The final entry in the log concluded with: All but three of us dead. With the end of this quill, weakness begs me to surrender. Passage through Fury and Hecla was hellishly slow, exhausting what little hope I have left. God have mercy on me for what I have done. To their families, my shame. To those who succeeded where I have so obviously failed, my admiration. Notwithstanding the stoic melodrama and the antiquated use of words, it was indeed tragic that Neddermeyer believed his vessel to be so far from safety. He had chosen death for twelve sailors rather than face defeat by Sverdrup’s Arctic.

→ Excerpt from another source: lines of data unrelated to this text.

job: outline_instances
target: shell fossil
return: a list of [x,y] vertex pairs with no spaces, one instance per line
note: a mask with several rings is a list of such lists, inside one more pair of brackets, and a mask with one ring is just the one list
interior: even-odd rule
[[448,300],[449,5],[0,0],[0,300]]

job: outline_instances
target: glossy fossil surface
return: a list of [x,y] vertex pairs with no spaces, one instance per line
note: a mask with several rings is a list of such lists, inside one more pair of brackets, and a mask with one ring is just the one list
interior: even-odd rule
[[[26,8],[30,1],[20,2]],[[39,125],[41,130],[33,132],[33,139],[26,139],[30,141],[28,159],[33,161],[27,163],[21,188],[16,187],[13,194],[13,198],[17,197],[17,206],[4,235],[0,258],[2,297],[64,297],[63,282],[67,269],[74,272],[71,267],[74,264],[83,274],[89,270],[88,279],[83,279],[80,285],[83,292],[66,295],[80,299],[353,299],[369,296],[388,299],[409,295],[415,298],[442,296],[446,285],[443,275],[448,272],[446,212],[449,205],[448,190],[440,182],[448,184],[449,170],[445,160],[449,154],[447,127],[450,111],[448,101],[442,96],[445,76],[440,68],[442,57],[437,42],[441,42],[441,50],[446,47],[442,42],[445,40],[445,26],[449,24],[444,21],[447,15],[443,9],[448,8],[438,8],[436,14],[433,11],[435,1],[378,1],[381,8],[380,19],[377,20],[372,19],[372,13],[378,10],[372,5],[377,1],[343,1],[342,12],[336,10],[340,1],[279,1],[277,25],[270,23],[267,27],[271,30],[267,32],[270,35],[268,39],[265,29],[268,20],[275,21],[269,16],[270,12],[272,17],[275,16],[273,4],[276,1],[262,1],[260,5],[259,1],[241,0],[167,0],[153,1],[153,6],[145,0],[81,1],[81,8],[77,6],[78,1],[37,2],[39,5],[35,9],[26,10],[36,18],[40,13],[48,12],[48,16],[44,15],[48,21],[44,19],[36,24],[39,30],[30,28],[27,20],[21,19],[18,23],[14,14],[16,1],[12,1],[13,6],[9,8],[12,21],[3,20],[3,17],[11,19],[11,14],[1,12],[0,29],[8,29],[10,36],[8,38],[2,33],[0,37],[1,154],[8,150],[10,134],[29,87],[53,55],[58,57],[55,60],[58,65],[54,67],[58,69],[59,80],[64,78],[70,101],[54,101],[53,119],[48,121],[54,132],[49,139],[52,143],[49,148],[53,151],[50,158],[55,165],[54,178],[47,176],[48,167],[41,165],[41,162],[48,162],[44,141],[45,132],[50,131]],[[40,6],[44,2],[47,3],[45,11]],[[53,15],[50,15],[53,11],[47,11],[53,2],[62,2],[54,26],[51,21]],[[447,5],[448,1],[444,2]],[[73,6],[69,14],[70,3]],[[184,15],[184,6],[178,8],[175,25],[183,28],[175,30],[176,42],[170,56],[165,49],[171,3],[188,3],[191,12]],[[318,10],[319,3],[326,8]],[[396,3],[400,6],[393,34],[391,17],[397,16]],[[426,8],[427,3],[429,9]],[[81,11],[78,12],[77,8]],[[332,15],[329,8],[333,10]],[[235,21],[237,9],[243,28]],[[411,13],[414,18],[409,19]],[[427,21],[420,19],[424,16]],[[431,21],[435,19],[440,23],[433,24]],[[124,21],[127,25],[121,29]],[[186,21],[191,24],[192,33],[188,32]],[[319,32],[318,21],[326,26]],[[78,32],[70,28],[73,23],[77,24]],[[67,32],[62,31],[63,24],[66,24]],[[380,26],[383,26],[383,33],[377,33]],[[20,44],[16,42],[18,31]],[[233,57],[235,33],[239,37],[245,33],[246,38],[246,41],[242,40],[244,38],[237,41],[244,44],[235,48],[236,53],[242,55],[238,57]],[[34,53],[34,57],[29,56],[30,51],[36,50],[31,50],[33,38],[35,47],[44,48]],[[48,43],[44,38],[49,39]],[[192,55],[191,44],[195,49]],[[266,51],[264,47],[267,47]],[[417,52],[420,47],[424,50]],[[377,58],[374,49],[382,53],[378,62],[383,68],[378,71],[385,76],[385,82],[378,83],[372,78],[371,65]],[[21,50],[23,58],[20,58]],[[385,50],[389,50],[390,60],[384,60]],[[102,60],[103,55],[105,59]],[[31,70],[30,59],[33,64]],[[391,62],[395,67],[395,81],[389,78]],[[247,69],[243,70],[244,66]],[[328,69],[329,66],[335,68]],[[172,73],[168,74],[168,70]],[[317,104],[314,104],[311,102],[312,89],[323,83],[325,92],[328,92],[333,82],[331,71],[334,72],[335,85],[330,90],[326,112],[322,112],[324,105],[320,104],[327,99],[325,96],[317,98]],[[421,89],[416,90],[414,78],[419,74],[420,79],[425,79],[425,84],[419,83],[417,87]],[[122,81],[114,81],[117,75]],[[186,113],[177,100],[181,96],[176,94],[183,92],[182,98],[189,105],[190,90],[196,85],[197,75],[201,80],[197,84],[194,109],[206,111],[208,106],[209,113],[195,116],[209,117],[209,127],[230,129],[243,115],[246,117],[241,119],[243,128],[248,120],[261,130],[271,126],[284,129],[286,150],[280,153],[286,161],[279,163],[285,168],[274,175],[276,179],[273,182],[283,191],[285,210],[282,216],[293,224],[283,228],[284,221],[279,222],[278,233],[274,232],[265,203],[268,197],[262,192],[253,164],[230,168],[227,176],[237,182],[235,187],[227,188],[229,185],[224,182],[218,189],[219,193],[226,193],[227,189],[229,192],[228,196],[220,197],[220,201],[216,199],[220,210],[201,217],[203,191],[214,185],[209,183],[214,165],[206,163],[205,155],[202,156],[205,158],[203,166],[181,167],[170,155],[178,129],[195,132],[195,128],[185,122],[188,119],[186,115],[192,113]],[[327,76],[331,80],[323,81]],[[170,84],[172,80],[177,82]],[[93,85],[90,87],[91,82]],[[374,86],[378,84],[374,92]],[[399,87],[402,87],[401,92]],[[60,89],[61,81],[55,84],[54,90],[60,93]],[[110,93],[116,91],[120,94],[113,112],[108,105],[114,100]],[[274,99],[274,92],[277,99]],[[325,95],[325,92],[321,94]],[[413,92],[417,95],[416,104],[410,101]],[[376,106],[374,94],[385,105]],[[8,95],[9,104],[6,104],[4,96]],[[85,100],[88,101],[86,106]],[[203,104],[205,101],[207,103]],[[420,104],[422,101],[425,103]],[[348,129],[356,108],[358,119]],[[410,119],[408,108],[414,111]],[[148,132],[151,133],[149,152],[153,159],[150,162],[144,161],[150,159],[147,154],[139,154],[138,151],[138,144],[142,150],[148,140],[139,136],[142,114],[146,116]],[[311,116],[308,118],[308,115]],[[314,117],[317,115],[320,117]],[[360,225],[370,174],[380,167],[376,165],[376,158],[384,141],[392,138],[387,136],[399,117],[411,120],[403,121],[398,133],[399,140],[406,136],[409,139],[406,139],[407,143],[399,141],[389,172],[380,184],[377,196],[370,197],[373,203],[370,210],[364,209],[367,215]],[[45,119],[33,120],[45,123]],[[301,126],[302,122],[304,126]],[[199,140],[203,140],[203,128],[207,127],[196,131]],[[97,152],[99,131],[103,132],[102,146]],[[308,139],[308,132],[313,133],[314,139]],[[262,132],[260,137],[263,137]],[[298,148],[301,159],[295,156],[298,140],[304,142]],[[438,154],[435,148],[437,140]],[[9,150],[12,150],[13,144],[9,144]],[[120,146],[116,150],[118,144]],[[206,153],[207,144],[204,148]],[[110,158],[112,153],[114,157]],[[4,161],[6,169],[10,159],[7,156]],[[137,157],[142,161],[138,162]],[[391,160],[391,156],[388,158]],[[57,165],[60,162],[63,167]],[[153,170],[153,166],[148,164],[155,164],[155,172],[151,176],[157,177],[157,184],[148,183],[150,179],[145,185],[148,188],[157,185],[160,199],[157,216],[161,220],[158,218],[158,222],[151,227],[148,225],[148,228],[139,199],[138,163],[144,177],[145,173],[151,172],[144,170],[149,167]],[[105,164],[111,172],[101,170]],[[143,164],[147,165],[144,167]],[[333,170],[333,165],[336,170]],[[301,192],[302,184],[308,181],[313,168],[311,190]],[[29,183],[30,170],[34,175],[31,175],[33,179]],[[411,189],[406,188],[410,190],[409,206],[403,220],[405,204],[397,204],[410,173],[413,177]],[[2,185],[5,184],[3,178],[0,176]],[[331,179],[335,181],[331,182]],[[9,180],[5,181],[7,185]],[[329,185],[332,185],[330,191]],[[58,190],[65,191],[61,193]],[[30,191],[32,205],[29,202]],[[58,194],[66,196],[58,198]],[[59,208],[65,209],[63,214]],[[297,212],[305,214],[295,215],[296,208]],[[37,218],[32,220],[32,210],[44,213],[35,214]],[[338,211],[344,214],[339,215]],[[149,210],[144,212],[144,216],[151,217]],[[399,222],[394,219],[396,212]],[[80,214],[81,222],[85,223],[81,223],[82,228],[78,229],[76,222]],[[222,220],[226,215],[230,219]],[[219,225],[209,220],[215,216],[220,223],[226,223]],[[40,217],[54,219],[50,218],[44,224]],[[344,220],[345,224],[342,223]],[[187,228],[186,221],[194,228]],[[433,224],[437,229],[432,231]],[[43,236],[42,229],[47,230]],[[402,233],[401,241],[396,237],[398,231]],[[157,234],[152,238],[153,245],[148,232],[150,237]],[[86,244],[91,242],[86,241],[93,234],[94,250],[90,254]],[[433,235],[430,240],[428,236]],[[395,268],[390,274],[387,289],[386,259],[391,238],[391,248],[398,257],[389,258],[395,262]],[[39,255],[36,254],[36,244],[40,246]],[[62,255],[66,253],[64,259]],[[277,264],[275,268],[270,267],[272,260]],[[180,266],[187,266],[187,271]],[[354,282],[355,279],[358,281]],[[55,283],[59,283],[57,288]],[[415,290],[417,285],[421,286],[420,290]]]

Even if the facilities had been available, there was no need for an autopsy on any of the men. The dosimeter indicated absorbed doses of seven grays in the fortress, and even higher on the blankets the men had used to stay warm in their last hours. Other than the whales, these were the highest environmental levels they had yet recorded; Junko speculated that the boat’s wood construction had amplified the level of saturation.
“Killed by starvation, cold, and radiation,” Junko mused. “In that order, if they were lucky.”
“It was arrogance and stupidity that killed these men, in that order,” Carol said bitterly. “The best we can do is try not to join them.”
Carol returned to the Phoenix within the hour to radio her findings back to Parsons. The stunned silence on the other end of the line in response to her description left little to the imagination; Parsons was only beginning to appreciate the horror they all now faced.
“I’ll notify the Norwegian authorities so that they can tell the next of kin,” he said. “Right after I get a nuclear emergency response team up to your location. The NORAD radar post at Hall Beach and the Canadian Forces at Iqaluit and Resolute have already been placed on alert.”
“Alert? To do what?” Carol said, her anger finally boiling over. “To expose more people to this radiation? To soak more vessels in this stuff and send them back to God-knows-how-many ports around the Arctic?”
“Then what would you like?” Parsons asked evenly.
Carol hesitated what would she like? The question posed was the sudden answer to the demands she had been making for nearly two weeks. Now that she was in a position to have someone listen to her and respond, she found herself hesitating. It was too late. What she had just witnessed aboard the Explorer went beyond a mere call for help. The Phoenix was alone at ground zero of some invisible, slow motion nuclear detonation. For as far as they needed to go along this toxic trail, to invite assistance at this point could mean countless more deaths.